How to remove phpmail for only one domain?

  • I have a hacked website, and is sending spam... what i want is to disable phpmail only for this domain... but i dont know how to do it (if possible).


  • Edit the php.ini file of the domain manually

  • Yes but... where and how... there is a lot of php.ini files, and what i want is disable only for one user

  • DOESNT WORK... it continue sending mail with phpmail (if i disable domain, it stop sending mail).

    solved...but with small troubles

    1º Change /etc/php5/fpm/pool.d/tld.conf file...
    change last line:
    php_admin_value[disable_functions] = show_source,system,shell_exec,passthru,exec,phpinfo,shell,symlink,proc_open,popen
    to (see last "mail" word)
    php_admin_value[disable_functions] = show_source,system,shell_exec,passthru,exec,phpinfo,shell,symlink,proc_open,popen,mail

    2º. restart apache...

    3º... as you see nothing happens... wait!!!... file modified is again without "mail" word (it has been restored to original version)....
    4º. So... modify again, and change file permision to only read to all users...
    5º. restart apache...

  • When you write

    1. disable_functions = mail

    in your
    an restart your apache2.

    Then i think you have no troble with "php_admin_value[disable_functions]" settings, witch is set over the i-mscp Panel in "PHP Setting" from the Costumer login.

  • Hello ;


    By disabling the php mail() function, that will not prevent the customer to send mail from its site if he is using a PHP smtp client. To resume here, the work must be done on postfix side. You should forbid sending any mail from your local network without SASL authentication.

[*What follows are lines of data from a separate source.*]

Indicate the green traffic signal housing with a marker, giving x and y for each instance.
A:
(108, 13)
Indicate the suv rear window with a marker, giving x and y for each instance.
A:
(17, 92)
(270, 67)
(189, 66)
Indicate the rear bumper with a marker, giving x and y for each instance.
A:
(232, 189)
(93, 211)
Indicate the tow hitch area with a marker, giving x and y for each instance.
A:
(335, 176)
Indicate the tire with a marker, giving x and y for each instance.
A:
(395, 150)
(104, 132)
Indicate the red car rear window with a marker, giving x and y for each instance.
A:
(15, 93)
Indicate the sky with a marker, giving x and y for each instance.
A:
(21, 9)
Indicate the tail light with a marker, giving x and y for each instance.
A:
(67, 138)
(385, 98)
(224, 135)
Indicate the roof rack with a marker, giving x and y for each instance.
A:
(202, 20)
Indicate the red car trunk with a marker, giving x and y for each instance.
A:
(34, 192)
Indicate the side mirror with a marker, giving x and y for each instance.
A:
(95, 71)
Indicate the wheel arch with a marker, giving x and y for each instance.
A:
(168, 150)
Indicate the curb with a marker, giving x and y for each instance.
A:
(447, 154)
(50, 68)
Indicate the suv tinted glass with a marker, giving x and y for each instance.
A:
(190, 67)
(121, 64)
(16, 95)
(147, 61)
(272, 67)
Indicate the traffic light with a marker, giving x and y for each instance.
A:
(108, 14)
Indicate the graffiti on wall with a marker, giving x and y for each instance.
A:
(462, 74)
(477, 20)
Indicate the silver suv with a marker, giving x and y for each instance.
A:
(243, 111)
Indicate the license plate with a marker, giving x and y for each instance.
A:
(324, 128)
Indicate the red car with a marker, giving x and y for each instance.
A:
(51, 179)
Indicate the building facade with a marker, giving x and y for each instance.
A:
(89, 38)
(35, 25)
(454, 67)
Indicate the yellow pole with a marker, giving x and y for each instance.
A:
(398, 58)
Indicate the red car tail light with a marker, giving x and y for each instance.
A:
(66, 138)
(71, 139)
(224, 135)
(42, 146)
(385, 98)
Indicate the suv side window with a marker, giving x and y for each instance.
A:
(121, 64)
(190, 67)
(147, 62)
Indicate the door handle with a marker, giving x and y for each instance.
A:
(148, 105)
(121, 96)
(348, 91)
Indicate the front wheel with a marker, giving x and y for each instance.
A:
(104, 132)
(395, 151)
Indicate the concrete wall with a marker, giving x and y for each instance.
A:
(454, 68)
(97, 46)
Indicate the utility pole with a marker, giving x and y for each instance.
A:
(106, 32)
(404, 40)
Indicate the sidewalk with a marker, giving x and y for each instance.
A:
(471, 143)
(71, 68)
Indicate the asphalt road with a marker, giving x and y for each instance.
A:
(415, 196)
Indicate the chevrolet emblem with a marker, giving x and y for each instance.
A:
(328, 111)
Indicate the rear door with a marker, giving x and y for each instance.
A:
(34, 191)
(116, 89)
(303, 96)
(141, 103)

    To be more clear, you should review the smtpd restrictions which by default allow your local network to send mail without further checking ( permit_mynetworks ).

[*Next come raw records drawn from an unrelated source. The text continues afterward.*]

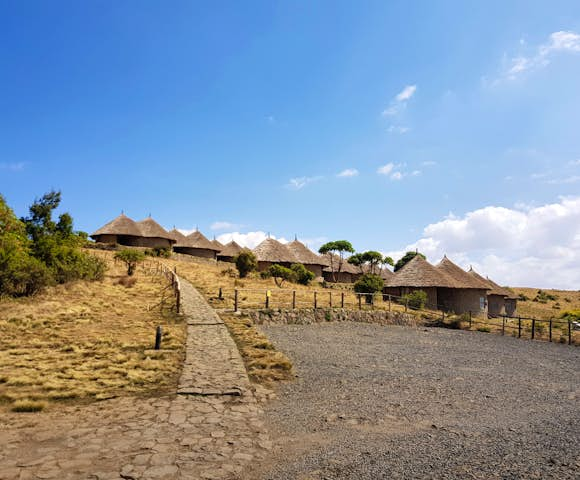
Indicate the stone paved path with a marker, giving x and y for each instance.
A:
(205, 436)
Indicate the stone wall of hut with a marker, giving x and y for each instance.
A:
(462, 300)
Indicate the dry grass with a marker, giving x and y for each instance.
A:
(264, 363)
(87, 341)
(564, 300)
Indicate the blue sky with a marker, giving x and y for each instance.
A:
(242, 116)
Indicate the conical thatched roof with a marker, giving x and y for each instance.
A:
(418, 273)
(198, 240)
(303, 254)
(217, 244)
(461, 277)
(177, 235)
(150, 228)
(494, 288)
(122, 225)
(230, 249)
(346, 267)
(271, 250)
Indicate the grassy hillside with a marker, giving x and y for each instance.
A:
(86, 341)
(550, 304)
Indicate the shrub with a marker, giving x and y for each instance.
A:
(131, 258)
(303, 275)
(416, 300)
(246, 262)
(281, 274)
(369, 284)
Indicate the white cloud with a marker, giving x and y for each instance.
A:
(398, 129)
(225, 226)
(249, 240)
(12, 167)
(386, 169)
(299, 183)
(400, 101)
(558, 42)
(349, 172)
(538, 246)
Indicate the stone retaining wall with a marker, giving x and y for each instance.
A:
(320, 315)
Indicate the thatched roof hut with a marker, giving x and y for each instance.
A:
(121, 226)
(151, 229)
(229, 251)
(271, 251)
(313, 262)
(177, 235)
(198, 245)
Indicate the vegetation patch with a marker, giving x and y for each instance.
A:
(263, 362)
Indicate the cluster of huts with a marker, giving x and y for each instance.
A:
(448, 286)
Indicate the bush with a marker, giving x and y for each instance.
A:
(281, 274)
(416, 300)
(303, 275)
(246, 262)
(369, 284)
(131, 258)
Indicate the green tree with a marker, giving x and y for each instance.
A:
(246, 262)
(303, 275)
(338, 248)
(369, 284)
(281, 274)
(406, 259)
(131, 258)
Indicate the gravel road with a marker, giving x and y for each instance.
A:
(374, 402)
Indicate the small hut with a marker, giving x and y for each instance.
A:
(154, 235)
(229, 251)
(122, 230)
(271, 251)
(307, 257)
(500, 301)
(348, 272)
(197, 245)
(468, 293)
(419, 274)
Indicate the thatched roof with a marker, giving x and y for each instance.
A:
(346, 267)
(217, 244)
(122, 225)
(418, 273)
(150, 228)
(198, 240)
(230, 249)
(303, 254)
(177, 235)
(461, 277)
(271, 250)
(494, 288)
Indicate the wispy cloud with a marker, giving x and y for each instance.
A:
(299, 183)
(13, 166)
(348, 172)
(400, 101)
(539, 57)
(398, 129)
(225, 226)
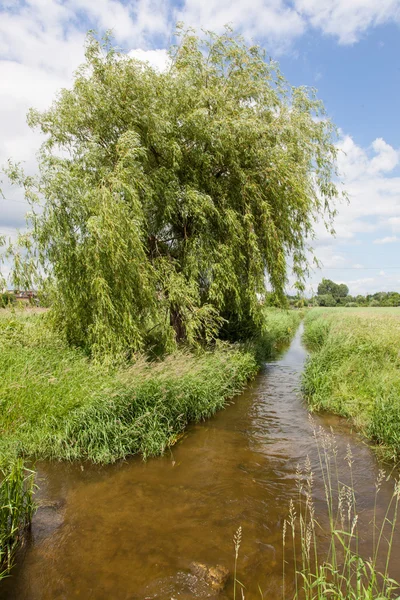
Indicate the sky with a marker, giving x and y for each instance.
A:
(348, 49)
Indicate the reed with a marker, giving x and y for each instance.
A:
(16, 510)
(59, 405)
(329, 563)
(354, 370)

  • I think so... because i have disabled mail function... and it continues sending spam, and i have modified php to log phpmail emails (to identify script...) and doesnt work... so i think is a smtp php mail, because if i disable domain, spam stops...

    I will try....

  • Look at /var/log/apache2/domain.tld/access.log
    Anyone call a .php file which is infected.

    Run malwaredetect for this domain:
    maldet --scan-all /var/www/virtual/domain.tld/

  • finally found script spamware... it uses smtp... but i dont undertand... in default postfix i can send email from localhost using not autenticated user??? how can fix this???

  • @apocalipsis1234

    You are asking something which I've already answered in my previous post ;) Thus, I answers again with a bit more elaboration ;)

    The SMTP restrictions as set by default doesn't imply SASL authentication for the mails sent from your local network . Those rules are defined in the Postfix file as follow:

    As you can see here, the permit_mynetworks restriction is evaluated before the permit_sasl_authenticated restriction. Thus, any customers that are using a PHP SMTP client can send mails through your local network without any authentication as long they fit the restrictions that appear before the permit_mynetworks restriction.

    Here, you can easily solve the problem by moving the permit_mynetworks restrictions below the permit_sasl_authenticated restrictions, and by restarting Postfix. I'll surely do this for next release anyway ;)

    To resume, to prevent a customer to send mail through PHP you must follow the instructions above and also disable the PHP mail() function.